- Born: Shawinigan
- Other names: Dame Turbine
- Alma mater: Grenoble Institute of Technology; Université Laval ;
- Employer: Hydro-Québec (1977–1979) ;
- Awards: Prix Lionel-Boulet (2020); honorary doctor of the University of Sherbrooke (2019); Honorary doctor of the University of Ottawa (2016); Synergy Awards for Innovation (2014); Member of the Order of Canada (2019); Knight of the National Order of Quebec (2020) ;
- Position held: professor emeritus (2021–)

= Claire Deschênes =

Canadian engineer

Claire Deschênes (born 1954) is a Canadian mechanical engineer, an engineering professor at the Department of Mechanical Engineering Université Laval, and a member of the Order of Canada. She is the first female professor of engineering at the Faculty of Science and Engineering at Laval University, and is an expert in hydraulic turbine technology, hydrodynamics, and fluid mechanics.

==Early life and education==
While she was in a CEGEP program, Deschênes' father died and her mother was diagnosed with multiple sclerosis. Deschênes completed two years of CEGEP in psychology, before taking a year off to take care of her mother, and then completed a CEGEP year in the mathematics, physics, and biology stream. Later on, she pursued mechanical engineering during her undergraduate degree, and cites her reasons for going into science to include the desire to have a stable career as she may have to help her siblings one day.

Deschênes was the only woman in her undergraduate program, and went on to do a master's degree in mechanical engineering at Université Laval. Upon receiving a scholarship to study abroad, Deschênes pursued a PhD at the Institut National Politechnique de Grenoble in France, where she studied computational fluid dynamics in hydraulic turbines, and completed her degree in January 1990 before returning to her Université Laval to become the first female professor of engineering at the Faculty of Science and Engineering.

==Career==
Deschênes founded the Laboratoire de Machines Hydrauliques (LAMH) in 1989, which is a centre for hydraulic turbines research. In 2007, Deschênes created the Consortium en machines hydrauliques, which is an academic-industry collaboration, including Hydro Québec and Natural Resources Canada, to carry out research on high-power hydraulic turbines. Deschênes and the Consortium have received support from industry and federal grants (including those from the Canada Foundation for Innovation (CFI) and NSERC Collaborative Research and Development grants) to purchase equipment and carry out collaborative research, such as analysing 3D turbine flow patterns with computer simulations, and investigating factors which influence durability of low-head turbines. Deschênes' findings have led to a better understanding of turbines and hydro-electric technology.
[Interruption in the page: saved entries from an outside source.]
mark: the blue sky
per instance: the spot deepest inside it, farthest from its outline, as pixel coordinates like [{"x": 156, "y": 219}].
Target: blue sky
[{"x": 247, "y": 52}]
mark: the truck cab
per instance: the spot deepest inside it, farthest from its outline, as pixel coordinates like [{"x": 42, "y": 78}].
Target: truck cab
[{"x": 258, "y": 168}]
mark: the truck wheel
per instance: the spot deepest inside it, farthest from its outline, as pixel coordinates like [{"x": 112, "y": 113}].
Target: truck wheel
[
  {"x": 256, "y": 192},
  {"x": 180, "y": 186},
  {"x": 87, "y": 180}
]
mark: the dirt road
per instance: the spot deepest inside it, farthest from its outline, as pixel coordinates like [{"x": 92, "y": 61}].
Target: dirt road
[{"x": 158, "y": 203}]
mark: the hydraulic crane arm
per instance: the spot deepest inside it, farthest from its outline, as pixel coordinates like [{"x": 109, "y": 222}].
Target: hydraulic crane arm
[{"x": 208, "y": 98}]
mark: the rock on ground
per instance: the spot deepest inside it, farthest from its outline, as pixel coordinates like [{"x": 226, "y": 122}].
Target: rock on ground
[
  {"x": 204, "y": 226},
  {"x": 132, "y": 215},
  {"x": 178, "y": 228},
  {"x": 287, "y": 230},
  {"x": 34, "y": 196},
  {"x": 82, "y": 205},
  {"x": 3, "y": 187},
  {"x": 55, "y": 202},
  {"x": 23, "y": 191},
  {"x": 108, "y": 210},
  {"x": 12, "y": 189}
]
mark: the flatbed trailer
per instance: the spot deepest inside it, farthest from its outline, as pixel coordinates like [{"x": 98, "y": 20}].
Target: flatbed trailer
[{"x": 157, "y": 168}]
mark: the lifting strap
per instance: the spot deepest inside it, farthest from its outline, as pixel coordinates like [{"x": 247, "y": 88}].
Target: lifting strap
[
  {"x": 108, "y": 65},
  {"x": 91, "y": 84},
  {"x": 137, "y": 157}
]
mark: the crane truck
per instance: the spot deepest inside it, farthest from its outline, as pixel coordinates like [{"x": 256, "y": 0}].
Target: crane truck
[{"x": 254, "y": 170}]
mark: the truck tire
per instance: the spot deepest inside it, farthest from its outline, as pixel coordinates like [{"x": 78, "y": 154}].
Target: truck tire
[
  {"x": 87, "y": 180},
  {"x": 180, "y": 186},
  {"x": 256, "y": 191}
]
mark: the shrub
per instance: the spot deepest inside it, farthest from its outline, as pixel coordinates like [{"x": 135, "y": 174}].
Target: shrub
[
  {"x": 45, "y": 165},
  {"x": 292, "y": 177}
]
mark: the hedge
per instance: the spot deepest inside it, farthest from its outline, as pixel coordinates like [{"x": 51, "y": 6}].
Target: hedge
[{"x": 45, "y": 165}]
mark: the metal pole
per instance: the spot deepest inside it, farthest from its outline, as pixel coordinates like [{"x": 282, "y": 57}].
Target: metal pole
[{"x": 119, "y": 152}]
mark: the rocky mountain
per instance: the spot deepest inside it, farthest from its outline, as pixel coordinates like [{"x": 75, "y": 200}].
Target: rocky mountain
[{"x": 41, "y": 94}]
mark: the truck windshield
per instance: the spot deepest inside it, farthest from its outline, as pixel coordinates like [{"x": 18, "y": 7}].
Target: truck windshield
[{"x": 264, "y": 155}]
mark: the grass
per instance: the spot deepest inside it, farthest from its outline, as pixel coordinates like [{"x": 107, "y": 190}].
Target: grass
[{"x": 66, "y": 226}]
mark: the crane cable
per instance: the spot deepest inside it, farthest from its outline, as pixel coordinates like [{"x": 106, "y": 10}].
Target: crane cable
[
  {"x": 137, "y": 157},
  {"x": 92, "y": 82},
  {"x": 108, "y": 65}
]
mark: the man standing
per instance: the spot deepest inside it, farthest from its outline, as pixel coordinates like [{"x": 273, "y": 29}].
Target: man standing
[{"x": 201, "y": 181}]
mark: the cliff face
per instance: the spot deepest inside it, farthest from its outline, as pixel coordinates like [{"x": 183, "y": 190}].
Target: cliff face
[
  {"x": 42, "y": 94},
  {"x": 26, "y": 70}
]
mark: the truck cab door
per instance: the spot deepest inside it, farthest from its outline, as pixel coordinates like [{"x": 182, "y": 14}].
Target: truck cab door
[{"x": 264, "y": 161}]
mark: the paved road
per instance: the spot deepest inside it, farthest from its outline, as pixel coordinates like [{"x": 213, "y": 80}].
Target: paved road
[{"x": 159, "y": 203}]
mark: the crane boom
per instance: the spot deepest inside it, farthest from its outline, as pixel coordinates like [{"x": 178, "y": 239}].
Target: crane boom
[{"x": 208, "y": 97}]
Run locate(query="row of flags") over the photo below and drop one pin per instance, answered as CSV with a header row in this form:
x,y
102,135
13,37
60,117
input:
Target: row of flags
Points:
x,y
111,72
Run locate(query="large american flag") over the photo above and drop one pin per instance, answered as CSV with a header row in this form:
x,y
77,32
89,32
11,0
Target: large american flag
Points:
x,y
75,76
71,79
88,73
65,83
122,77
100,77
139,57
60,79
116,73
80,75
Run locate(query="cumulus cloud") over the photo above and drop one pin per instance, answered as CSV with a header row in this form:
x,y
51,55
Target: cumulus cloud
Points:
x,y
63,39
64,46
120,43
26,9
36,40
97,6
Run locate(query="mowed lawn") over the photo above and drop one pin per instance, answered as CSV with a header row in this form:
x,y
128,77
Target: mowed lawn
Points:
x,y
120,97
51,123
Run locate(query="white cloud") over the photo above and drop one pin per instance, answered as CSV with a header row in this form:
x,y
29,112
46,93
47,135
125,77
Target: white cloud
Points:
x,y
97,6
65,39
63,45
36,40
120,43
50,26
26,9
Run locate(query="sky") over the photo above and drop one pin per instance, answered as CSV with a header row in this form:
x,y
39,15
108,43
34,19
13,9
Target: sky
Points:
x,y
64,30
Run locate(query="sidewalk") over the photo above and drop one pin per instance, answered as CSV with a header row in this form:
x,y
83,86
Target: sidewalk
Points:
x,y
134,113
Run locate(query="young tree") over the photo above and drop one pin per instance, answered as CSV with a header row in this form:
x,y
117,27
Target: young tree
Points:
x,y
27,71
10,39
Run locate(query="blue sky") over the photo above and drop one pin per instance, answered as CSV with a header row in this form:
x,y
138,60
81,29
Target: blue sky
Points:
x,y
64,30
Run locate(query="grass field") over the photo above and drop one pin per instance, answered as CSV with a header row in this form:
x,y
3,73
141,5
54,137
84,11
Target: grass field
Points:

Between 1997 and 2006, Deschênes served as the Natural Sciences and Engineering Research Council and NSERC-Alcan International Limited Chair for Women in Science and Engineering (CWSE) at Université Laval. She has co-founded three non-profit organizations to support and promote women in science and engineering: the International Network for Women Engineers and Scientists (INWES), the Association de la francophonie à propos des femmes en sciences, technologies, ingénierie et mathématiques (AFFESTIM), and the INWES Educational and Research Institute (ERI).

Deschênes has received multiple honours and awards. Of note, in 2015, Deschênes received the Natural Sciences and Engineering Research Council's Synergy Award for Innovation, in the partnership category, in recognition of her effective collaborations between industry and academia. She is a fellow of Engineers Canada (2015), and been named a Le Soleil and Radio-Canada laureate twice (in the science and research category). She was awarded an honorary doctorate from the University of Ottawa in 2016.

On 27 June 2019, Deschênes was appointed a member of the Order of Canada for her "contributions to mechanical engineering research and teaching, and for championing women in science and engineering." She was made a Knight of the National Order of Quebec in 2020.

On September 21, 2019, she was awarded an honorary doctorate from the Université de Sherbrooke.